Australia coach Lehmann denied Kohli’s claims but didn’t throw any counter-accusations at India. “”Never, ever, ever,” was his response to whether Australia had indulged in seeking help from the dressing room in DRS situations before the Smith incident. Lehmann instead chose to talk about how this Australian team has changed and how they are less confrontational in nature. “He (Kohli) has his opinion and we have ours, but at the end of the day we play the game the right way. We’ve changed the way we want to play, we’ve obviously changed the side and we’re a younger side so I’m pretty pleased with the way we do things now. We’ve never done any of that, so we’ll just get on with the next game.”

Image makeover

Lehmann says this team wants to portray a positive image, and doesn’t want to carry the old tag of the Ugly Australians. “I’ll say we were very good with the way we went about it in trying to play the game the way that we want to play it. Gone are the days when we used to be probably the other way, and I was part of that as an Australian side. The young guys, the way they want to portray themselves and encourage people to play the game and enjoy the game, have been exceptional. So I’m really proud of the way they went about it this game, even though we lost.”

Expectedly, the Australian cricket board threw its full support behind captain Smith. “I find the allegations questioning the integrity of Steve Smith, the Australian team and the dressing room, outrageous. Steve is an outstanding cricketer and person, and role model to many aspiring cricketers and we have every faith that there was no ill-intent in his actions. We reject any commentary that suggests our integrity was brought into disrepute or that systemic unfair tactics are used, and stand by Steve and the Australian cricketers who are proudly representing our country.”

Like for like

Almost immediately, the Indian cricket board swooped in with its version of the events. “Mr. Virat Kohli is a mature and seasoned cricketer and his conduct on the field has been exemplary. Mr. Kohli’s action was supported by ICC Elite Panel Umpire Mr. Nigel Llong who rushed in to dissuade Mr. Steve Smith from taking recourse to inappropriate assistance. BCCI has requested the ICC to take cognizance of the fact that the Australian skipper Mr. Steve Smith in his press conference admitted to a ‘brain fade’ at that moment. BCCI sincerely hopes that the rest of the matches are played in the true spirit of cricket.”

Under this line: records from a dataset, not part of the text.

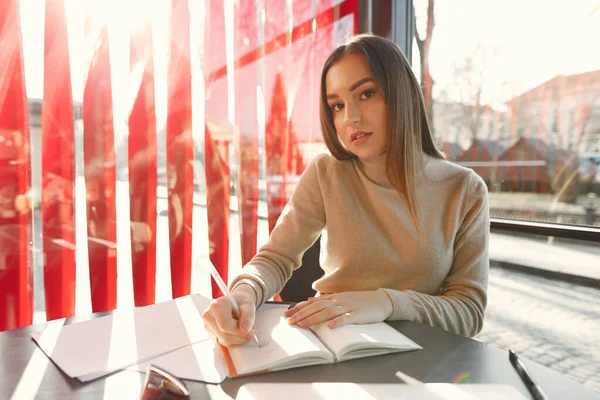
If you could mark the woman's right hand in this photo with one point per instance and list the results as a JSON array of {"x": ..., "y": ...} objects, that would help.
[{"x": 224, "y": 324}]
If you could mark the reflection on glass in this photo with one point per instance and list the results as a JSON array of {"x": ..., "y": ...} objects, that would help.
[{"x": 523, "y": 114}]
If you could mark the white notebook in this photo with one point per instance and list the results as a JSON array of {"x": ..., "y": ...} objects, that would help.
[{"x": 282, "y": 346}]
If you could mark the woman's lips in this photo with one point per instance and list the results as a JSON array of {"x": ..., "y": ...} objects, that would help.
[{"x": 360, "y": 136}]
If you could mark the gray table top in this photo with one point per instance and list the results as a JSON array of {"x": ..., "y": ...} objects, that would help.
[{"x": 445, "y": 356}]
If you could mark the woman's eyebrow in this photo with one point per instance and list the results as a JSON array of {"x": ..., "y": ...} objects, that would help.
[{"x": 353, "y": 86}]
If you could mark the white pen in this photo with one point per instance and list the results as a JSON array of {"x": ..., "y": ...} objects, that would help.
[{"x": 227, "y": 293}]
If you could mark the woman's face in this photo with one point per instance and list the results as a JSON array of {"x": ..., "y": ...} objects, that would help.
[{"x": 359, "y": 111}]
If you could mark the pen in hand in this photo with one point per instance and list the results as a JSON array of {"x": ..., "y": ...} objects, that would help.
[
  {"x": 227, "y": 293},
  {"x": 535, "y": 390}
]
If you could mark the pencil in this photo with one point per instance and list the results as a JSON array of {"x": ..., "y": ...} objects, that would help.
[{"x": 227, "y": 293}]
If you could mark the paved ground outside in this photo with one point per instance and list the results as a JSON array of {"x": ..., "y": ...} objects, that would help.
[{"x": 554, "y": 323}]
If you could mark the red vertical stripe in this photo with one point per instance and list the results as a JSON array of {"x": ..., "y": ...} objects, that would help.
[
  {"x": 180, "y": 155},
  {"x": 15, "y": 214},
  {"x": 276, "y": 130},
  {"x": 276, "y": 134},
  {"x": 58, "y": 171},
  {"x": 216, "y": 142},
  {"x": 246, "y": 79},
  {"x": 99, "y": 169},
  {"x": 142, "y": 169},
  {"x": 217, "y": 197}
]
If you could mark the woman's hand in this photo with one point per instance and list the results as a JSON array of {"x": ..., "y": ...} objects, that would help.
[
  {"x": 342, "y": 309},
  {"x": 224, "y": 324}
]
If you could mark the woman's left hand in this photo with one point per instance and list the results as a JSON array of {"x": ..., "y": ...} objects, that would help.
[{"x": 342, "y": 309}]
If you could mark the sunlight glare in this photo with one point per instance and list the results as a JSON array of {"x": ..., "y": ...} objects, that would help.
[{"x": 36, "y": 368}]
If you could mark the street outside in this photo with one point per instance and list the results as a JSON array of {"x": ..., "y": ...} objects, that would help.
[{"x": 551, "y": 322}]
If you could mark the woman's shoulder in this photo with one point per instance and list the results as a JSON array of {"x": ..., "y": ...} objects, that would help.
[
  {"x": 441, "y": 170},
  {"x": 324, "y": 164}
]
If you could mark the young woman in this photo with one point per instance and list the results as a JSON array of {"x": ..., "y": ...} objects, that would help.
[{"x": 404, "y": 232}]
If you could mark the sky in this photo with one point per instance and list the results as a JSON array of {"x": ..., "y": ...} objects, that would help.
[
  {"x": 533, "y": 40},
  {"x": 526, "y": 42}
]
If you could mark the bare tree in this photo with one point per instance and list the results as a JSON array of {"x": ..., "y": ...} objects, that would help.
[
  {"x": 424, "y": 44},
  {"x": 471, "y": 88}
]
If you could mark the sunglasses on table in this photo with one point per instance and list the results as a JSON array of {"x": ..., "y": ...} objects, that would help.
[{"x": 162, "y": 385}]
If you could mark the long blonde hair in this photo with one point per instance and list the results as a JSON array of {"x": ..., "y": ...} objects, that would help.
[{"x": 410, "y": 134}]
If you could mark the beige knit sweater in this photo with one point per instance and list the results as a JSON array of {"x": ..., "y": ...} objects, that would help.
[{"x": 369, "y": 240}]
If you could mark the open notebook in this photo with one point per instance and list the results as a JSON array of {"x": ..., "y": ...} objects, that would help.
[{"x": 282, "y": 346}]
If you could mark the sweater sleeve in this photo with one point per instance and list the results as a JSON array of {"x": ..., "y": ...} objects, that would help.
[
  {"x": 460, "y": 306},
  {"x": 298, "y": 227}
]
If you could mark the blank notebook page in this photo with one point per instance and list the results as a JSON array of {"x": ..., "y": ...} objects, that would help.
[
  {"x": 278, "y": 339},
  {"x": 379, "y": 333}
]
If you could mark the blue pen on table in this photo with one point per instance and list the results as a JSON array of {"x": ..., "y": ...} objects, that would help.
[
  {"x": 535, "y": 390},
  {"x": 227, "y": 293}
]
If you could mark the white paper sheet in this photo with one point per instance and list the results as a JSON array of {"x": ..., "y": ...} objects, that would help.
[
  {"x": 354, "y": 391},
  {"x": 94, "y": 348},
  {"x": 201, "y": 362}
]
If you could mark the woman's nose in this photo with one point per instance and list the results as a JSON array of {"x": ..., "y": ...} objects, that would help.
[{"x": 352, "y": 114}]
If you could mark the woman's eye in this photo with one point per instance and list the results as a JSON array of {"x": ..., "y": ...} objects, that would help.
[{"x": 367, "y": 94}]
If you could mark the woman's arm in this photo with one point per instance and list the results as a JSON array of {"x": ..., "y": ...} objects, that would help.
[
  {"x": 460, "y": 306},
  {"x": 298, "y": 227}
]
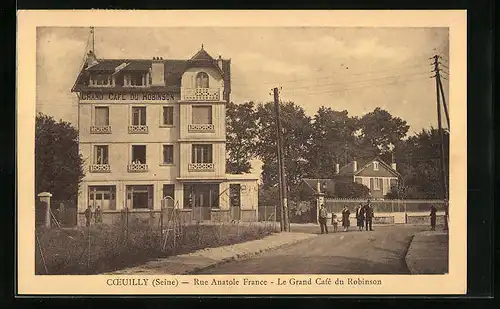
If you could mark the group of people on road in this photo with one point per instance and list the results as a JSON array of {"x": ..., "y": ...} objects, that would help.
[{"x": 364, "y": 218}]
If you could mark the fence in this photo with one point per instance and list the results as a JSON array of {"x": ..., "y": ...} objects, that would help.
[{"x": 385, "y": 206}]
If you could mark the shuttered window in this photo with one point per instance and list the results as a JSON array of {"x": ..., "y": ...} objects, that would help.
[
  {"x": 202, "y": 115},
  {"x": 101, "y": 116}
]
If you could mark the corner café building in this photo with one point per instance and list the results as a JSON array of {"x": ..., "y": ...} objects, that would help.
[{"x": 155, "y": 130}]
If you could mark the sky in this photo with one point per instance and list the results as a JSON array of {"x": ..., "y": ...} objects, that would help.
[{"x": 353, "y": 69}]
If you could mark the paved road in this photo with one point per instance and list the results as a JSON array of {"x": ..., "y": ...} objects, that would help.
[{"x": 381, "y": 251}]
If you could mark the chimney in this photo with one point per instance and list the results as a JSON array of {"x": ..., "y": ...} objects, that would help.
[
  {"x": 219, "y": 62},
  {"x": 91, "y": 59},
  {"x": 158, "y": 72}
]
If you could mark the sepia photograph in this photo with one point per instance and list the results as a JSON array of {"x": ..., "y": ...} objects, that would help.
[{"x": 213, "y": 156}]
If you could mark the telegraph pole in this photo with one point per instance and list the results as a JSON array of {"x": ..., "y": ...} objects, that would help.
[
  {"x": 440, "y": 129},
  {"x": 281, "y": 165}
]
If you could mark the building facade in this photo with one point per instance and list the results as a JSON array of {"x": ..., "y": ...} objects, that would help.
[
  {"x": 375, "y": 174},
  {"x": 154, "y": 130}
]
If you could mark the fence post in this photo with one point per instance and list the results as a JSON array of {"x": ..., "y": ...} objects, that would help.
[{"x": 161, "y": 221}]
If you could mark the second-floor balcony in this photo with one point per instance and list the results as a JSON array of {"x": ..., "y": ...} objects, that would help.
[
  {"x": 201, "y": 128},
  {"x": 201, "y": 94},
  {"x": 137, "y": 168},
  {"x": 100, "y": 129},
  {"x": 201, "y": 167},
  {"x": 100, "y": 168},
  {"x": 138, "y": 129}
]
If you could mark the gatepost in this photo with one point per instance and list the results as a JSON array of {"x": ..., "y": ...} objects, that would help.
[
  {"x": 320, "y": 200},
  {"x": 45, "y": 197}
]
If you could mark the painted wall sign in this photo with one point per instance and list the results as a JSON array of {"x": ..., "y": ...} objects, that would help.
[{"x": 116, "y": 96}]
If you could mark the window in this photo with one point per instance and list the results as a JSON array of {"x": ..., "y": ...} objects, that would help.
[
  {"x": 101, "y": 116},
  {"x": 138, "y": 116},
  {"x": 102, "y": 196},
  {"x": 139, "y": 154},
  {"x": 168, "y": 154},
  {"x": 168, "y": 115},
  {"x": 202, "y": 80},
  {"x": 137, "y": 79},
  {"x": 101, "y": 154},
  {"x": 201, "y": 154},
  {"x": 201, "y": 195},
  {"x": 169, "y": 190},
  {"x": 140, "y": 197},
  {"x": 234, "y": 191},
  {"x": 101, "y": 79},
  {"x": 202, "y": 115}
]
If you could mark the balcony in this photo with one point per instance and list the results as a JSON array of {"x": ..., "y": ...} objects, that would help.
[
  {"x": 200, "y": 94},
  {"x": 201, "y": 128},
  {"x": 201, "y": 167},
  {"x": 137, "y": 168},
  {"x": 138, "y": 129},
  {"x": 100, "y": 129},
  {"x": 100, "y": 168}
]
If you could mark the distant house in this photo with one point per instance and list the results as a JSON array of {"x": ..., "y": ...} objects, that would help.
[{"x": 375, "y": 174}]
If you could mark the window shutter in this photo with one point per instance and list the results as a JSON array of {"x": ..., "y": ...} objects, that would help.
[
  {"x": 101, "y": 116},
  {"x": 202, "y": 115}
]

Former Australian captain Steve Waugh, too, put up a strong defence of Smith. “I would go with what Steve has said. I would take him on face value.” Unlike Lehmann, Waugh threw back a punch at Kohli. “I don’t mind him revving the crowd up in between balls but not when the bowler is running in … there is a fine line between revving the crowd up when the bowler is running in.”

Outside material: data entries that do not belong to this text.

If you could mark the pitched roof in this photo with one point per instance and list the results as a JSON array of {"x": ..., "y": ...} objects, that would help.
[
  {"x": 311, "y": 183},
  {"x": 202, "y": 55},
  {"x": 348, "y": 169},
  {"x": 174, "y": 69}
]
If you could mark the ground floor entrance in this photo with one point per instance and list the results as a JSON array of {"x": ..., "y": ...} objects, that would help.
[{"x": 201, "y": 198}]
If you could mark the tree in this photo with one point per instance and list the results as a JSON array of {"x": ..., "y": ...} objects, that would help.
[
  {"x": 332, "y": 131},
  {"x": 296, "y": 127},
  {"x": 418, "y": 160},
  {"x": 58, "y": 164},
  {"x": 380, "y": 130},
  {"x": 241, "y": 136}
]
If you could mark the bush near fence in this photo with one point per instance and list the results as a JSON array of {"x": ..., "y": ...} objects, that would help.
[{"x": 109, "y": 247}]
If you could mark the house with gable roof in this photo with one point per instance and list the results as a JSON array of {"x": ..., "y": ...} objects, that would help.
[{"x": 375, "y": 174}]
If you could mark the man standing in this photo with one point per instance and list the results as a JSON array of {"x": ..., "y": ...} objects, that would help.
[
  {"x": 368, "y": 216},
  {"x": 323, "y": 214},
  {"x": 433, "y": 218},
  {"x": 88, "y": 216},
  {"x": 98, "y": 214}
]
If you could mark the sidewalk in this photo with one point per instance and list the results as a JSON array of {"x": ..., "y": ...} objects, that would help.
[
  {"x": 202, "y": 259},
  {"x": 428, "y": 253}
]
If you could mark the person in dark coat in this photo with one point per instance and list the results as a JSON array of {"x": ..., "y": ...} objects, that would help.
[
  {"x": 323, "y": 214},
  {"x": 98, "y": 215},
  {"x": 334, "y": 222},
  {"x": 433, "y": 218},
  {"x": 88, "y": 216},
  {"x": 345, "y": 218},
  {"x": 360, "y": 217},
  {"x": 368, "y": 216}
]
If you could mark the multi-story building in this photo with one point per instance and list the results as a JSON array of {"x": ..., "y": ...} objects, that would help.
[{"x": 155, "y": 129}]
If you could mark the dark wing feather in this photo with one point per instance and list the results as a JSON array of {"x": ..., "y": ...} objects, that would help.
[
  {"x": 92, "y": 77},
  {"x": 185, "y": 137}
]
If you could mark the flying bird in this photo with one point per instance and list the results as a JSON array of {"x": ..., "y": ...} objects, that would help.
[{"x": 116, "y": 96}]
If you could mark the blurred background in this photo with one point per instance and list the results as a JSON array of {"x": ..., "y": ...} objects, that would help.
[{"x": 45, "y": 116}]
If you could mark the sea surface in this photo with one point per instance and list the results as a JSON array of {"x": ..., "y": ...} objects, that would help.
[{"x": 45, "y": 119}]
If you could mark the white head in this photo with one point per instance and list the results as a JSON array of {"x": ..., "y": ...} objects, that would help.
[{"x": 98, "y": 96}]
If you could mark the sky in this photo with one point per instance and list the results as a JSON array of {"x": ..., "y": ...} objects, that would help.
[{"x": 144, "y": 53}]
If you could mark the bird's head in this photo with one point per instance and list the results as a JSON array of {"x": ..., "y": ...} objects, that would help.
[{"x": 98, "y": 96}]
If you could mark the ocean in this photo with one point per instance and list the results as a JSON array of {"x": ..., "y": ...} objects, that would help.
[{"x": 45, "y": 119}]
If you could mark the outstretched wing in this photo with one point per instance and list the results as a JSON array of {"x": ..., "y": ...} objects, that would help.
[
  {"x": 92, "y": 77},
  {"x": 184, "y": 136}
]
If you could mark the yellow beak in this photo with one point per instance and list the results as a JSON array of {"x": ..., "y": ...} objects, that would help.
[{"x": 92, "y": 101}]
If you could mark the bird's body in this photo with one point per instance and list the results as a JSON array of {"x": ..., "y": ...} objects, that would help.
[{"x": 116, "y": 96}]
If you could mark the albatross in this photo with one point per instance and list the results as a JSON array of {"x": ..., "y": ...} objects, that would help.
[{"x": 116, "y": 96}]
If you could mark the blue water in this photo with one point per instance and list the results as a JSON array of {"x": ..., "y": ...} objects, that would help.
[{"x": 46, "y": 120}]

Ashwin compared Smith’s act to that of a cricketer playing in a Under-10 game. “That is completely unheard of. The last time I thought that would happen was in an under-10 game, when my coach used to suggest where point fielders and cover fielders used to stand. I’ve got a lot of respect for Steven Smith, but that was very, very surprising.”

All the usual suspects pitched themselves into the issue with familiar remarks. Sunil Gavaskar wanted the ICC to take action against Australia, so did Kapil Dev. The best line on the whole issue came from Mark Butcher. “You might be the queen of England or the captain of Australia, but you can’t do that!”